By employing an agent-based approach, we show that the results from prior research are complementary rather than conflicting. Specifically, we show in Fig 4A that groups which periodically adapt may gain from low and moderate levels of individual learning for tasks of low complexity. This aligns with the interpretation given by [49] of group adaptation and individual learning complementing each other. The positive impact of group adaptation on task performance, however, disappears if individual learning is high enough. In contrast, when tasks are moderately complex, frequent group adaptation may reduce the otherwise positive impact of individual learning, decreasing task performance (see Fig 4B). Our results, thus, are also consistent with the theoretical insights of [50]. Overall, results suggest that the the effect of group adaptation on task performance depends on the learning context.
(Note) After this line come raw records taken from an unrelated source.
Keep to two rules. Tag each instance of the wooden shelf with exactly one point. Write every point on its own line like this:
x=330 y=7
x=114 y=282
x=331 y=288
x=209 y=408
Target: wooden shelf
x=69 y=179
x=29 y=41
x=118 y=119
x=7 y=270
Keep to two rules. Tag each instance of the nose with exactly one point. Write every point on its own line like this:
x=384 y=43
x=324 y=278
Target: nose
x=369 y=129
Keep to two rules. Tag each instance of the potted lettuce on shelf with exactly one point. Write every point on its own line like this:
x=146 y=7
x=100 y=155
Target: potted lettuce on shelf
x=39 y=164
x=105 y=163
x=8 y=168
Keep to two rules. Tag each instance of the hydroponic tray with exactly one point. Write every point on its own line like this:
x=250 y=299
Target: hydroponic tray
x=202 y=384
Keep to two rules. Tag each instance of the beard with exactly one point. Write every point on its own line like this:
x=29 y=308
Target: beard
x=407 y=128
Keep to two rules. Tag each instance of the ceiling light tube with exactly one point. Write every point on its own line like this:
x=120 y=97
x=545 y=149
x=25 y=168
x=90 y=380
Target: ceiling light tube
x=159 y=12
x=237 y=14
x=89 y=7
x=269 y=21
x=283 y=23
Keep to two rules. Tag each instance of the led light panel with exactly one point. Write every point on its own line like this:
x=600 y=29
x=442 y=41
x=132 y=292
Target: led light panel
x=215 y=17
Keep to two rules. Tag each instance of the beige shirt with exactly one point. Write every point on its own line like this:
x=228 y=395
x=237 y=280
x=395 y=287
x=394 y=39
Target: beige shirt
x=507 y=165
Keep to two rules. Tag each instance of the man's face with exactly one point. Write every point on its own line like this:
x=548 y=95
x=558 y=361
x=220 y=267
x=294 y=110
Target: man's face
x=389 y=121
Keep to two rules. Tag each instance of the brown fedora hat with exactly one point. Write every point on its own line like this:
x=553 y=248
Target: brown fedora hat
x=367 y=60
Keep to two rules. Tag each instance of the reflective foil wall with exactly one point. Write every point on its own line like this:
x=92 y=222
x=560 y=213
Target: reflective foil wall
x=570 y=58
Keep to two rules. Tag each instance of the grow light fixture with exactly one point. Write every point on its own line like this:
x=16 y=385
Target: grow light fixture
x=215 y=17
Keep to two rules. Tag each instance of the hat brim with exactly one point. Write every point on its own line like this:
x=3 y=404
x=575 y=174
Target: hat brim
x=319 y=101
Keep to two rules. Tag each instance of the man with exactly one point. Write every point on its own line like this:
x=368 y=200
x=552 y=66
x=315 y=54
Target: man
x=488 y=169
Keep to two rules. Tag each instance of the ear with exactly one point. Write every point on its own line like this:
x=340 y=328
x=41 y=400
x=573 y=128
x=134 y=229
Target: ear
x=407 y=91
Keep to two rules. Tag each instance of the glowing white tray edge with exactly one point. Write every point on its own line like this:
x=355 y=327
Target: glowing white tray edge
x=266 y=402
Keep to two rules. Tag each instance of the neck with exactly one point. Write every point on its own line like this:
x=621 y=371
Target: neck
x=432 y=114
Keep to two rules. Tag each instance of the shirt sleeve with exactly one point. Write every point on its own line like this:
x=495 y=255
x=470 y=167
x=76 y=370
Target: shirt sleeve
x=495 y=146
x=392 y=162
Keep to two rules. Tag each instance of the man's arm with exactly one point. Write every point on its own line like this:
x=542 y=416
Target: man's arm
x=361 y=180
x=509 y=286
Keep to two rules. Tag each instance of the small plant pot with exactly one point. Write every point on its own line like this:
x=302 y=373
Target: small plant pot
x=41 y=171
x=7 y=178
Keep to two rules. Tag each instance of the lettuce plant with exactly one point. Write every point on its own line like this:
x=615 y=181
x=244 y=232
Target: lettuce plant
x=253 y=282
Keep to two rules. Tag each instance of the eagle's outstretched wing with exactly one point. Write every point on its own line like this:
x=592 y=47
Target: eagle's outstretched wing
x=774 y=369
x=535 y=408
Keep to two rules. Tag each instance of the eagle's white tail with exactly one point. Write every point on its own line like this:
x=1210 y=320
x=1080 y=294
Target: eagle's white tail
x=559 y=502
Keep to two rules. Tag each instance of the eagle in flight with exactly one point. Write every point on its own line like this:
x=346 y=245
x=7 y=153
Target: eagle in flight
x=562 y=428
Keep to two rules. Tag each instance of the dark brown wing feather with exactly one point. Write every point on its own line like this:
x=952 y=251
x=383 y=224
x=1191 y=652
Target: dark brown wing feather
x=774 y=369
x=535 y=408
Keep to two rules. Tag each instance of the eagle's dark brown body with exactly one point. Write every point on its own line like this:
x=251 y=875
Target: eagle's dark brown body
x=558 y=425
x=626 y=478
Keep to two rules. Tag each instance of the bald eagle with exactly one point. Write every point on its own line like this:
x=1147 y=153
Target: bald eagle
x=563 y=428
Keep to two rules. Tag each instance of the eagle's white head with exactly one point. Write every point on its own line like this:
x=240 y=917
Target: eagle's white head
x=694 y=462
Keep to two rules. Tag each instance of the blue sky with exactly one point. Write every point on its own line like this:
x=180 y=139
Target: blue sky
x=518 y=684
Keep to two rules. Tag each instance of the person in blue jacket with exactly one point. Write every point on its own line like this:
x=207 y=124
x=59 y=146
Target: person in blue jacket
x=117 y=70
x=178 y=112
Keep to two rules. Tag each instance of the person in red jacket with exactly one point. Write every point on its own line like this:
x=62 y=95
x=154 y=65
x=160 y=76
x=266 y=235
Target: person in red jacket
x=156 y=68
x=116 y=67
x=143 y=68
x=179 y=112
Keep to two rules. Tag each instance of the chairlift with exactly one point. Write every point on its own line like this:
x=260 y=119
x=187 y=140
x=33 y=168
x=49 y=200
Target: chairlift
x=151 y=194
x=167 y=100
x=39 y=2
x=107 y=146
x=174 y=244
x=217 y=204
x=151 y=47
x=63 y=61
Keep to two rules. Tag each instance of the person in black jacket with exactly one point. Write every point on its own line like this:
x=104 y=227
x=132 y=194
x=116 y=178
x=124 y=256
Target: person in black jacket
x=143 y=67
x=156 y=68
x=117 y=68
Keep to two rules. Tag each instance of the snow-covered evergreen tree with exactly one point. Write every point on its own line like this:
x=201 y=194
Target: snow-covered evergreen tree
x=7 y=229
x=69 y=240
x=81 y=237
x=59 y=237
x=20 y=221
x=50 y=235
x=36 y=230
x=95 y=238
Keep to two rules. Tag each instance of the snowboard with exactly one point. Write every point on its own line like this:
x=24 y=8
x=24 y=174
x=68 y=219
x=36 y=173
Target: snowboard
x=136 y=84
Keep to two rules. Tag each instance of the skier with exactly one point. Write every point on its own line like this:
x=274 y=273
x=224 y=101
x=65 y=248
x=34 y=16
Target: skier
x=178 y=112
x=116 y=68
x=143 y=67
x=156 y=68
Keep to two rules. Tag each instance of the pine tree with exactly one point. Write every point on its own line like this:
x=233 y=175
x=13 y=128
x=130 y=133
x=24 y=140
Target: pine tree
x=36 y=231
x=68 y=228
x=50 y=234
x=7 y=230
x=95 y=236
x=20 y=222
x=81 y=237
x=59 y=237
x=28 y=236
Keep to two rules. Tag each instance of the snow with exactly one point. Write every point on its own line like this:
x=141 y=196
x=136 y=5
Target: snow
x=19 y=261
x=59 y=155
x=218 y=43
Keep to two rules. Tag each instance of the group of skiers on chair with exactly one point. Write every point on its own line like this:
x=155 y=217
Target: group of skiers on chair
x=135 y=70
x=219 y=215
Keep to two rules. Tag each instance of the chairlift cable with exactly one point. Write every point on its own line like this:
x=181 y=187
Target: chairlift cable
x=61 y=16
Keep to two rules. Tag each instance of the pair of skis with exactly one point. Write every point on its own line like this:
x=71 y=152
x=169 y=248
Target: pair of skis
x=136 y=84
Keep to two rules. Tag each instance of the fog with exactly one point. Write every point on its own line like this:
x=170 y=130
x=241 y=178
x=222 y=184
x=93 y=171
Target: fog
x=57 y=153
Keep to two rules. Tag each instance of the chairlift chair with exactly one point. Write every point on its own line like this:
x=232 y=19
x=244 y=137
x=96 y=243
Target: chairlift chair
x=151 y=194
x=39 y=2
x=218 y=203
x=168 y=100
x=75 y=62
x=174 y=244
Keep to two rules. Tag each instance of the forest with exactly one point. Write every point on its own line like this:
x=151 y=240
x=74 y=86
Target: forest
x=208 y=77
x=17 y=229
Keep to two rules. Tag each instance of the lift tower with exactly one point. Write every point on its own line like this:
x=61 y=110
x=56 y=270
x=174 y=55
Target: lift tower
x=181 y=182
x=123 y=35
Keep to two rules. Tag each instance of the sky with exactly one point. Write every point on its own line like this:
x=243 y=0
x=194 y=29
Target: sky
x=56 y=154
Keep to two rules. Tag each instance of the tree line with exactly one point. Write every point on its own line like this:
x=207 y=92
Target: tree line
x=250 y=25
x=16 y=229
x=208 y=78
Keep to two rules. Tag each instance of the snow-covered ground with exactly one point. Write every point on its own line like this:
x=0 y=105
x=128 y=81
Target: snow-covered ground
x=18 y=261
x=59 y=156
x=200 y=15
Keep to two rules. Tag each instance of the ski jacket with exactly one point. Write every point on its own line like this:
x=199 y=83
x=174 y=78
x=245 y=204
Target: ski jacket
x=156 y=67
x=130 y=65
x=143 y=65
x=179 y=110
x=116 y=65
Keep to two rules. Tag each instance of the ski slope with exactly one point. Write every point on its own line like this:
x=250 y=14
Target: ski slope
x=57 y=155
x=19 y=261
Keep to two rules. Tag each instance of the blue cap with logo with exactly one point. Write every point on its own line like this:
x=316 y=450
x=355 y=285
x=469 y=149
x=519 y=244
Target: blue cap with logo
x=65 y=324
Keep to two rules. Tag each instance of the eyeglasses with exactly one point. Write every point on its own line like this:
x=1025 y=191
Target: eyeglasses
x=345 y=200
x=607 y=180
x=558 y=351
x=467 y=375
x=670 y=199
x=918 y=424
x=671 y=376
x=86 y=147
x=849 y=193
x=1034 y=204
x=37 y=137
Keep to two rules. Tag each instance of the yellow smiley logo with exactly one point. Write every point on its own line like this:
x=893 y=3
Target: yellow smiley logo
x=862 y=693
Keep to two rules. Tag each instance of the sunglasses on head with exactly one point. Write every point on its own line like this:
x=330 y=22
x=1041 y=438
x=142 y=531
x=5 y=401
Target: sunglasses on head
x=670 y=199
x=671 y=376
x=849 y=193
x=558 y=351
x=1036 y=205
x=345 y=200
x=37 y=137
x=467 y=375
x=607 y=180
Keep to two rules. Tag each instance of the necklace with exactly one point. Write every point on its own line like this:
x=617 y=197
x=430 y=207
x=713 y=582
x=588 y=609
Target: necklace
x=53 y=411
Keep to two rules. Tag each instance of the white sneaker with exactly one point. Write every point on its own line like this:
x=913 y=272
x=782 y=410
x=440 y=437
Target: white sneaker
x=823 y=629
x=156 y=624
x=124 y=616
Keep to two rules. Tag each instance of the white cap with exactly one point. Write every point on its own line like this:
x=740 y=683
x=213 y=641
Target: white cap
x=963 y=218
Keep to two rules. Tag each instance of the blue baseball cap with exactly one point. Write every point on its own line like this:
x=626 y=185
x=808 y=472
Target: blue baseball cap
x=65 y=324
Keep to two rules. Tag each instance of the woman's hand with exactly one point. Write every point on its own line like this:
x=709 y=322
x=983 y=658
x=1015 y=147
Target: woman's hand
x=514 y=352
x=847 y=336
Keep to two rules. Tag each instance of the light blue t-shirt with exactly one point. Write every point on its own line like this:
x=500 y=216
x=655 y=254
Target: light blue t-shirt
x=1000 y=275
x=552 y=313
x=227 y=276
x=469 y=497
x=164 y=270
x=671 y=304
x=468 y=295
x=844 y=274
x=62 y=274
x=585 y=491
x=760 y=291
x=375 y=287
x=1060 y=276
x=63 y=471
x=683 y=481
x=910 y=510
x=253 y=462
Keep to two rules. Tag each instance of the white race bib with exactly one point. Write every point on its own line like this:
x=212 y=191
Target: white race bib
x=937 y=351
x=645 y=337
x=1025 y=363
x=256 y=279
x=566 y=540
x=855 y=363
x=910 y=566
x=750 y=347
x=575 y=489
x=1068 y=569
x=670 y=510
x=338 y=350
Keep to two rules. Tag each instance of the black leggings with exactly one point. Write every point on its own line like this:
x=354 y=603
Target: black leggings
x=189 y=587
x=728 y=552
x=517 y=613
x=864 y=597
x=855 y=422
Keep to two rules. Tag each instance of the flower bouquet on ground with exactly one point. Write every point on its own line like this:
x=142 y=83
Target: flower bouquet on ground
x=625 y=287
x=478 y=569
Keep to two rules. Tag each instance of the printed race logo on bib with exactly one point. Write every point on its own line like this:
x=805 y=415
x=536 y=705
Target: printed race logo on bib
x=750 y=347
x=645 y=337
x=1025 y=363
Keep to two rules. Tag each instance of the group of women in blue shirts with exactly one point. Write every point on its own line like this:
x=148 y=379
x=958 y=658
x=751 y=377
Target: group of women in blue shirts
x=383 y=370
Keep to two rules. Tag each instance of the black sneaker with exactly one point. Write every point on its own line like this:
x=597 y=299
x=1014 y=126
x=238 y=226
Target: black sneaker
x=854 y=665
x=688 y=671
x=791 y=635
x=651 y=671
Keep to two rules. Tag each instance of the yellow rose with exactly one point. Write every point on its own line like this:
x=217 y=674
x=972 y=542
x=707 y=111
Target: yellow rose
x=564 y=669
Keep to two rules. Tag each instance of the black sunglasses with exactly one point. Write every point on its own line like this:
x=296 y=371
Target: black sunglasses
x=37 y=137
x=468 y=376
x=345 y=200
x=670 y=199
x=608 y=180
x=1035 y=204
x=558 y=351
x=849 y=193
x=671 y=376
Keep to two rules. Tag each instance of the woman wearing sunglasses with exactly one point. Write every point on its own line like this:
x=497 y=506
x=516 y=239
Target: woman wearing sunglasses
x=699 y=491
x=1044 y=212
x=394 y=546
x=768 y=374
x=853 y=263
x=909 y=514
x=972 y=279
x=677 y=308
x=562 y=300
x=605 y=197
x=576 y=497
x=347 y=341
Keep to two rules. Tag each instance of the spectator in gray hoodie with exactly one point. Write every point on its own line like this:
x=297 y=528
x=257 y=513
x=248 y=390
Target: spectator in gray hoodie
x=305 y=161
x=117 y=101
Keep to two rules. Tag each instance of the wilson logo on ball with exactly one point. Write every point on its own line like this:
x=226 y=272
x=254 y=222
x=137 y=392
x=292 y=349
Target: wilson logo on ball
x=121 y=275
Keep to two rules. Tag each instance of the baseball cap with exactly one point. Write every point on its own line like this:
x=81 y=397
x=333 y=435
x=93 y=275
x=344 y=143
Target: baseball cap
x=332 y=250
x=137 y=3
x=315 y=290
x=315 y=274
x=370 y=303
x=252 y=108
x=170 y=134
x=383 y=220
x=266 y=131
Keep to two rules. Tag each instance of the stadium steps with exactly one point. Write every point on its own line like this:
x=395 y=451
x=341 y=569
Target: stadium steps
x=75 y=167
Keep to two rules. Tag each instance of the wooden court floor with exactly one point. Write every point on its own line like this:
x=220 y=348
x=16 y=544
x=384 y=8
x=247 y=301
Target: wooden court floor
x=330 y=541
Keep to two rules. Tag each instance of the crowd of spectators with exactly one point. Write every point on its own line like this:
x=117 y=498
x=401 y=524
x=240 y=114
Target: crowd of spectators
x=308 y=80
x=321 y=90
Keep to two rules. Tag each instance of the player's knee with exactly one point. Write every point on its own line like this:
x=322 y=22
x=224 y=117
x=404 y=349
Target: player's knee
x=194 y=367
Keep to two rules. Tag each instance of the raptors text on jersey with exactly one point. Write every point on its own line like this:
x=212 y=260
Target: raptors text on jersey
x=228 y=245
Groups that do not adapt frequently only rely on individual learning to obtain new knowledge. When learning is very low, these groups may struggle in finding new solutions to the task. In contrast, groups that adapt frequently may overcome these limitations by changing their composition, integrating new members within their ranks who possess knowledge not yet available in the group [51]. Conversely, when individual learning is high enough—and, thus, sufficient knowledge is available to the group—group adaptation is not advantageous in terms of performance.

5.3 Group adaptation and the moderating effect of the interdependence structure

This section extends the analysis of the overall effects presented in Section 5.1 by simultaneously considering variations in the interdependence structure (see Fig 2), task complexity, and the frequency of group adaptation. To simplify the analysis, we eliminate the effect of individual learning by fixing the probability to . We run six neural network regressions (see Table 2 in S1 Appendix) and represent graphically in Fig 5A and 5B the partial dependencies of task complexity on the interdependence structure for each group adaptation and task complexity scenario.

Fig 5. Partial dependencies between task performance and interdependence structures.

When task complexity is low, the results show that the interdependence structure indeed has a moderating effect, especially in regards to how agents experience an influence from other agents. In the case of a block structure, there are no interdependencies across subtasks, the performance is the highest, and there are no differences in performance between frequencies of group adaptation. When there is a dependent structure, one agent is influenced from outside their area of responsibility. The performances are lower than in the case of a block structure, but there are no differences in performance between frequencies of group adaptation. In the cases of a centralised, hierarchical or local structure (see Fig 2), two agents are influenced by the other agents’ decisions. In these cases, the following moderating effect unfolds: Groups that adapt (τ = 1 or 10) are better off than groups that do not adapt (τ = ∞). It is also worth noting that it is almost negligible how often groups adapt since similar average performances can be observed for frequent and moderate adaptations. In the case of a random interdependence structure (see Fig 2), all three agents are influenced by the other agents’ decisions. Again, we observe a relatively lower average performance for groups with a long-term composition. Conversely, groups with a short-term composition perform higher on average. Our results suggest that as interdependencies spread throughout the task, performance decreases, even if their number is relatively low. Thus, the number of agents who experience influence from other agents seems to be relevant for task performance. These results align with [19, 52], who argue that self-contained structures (the block pattern in our case) result in higher task performances, while interdependencies between subtasks come at the cost of performance.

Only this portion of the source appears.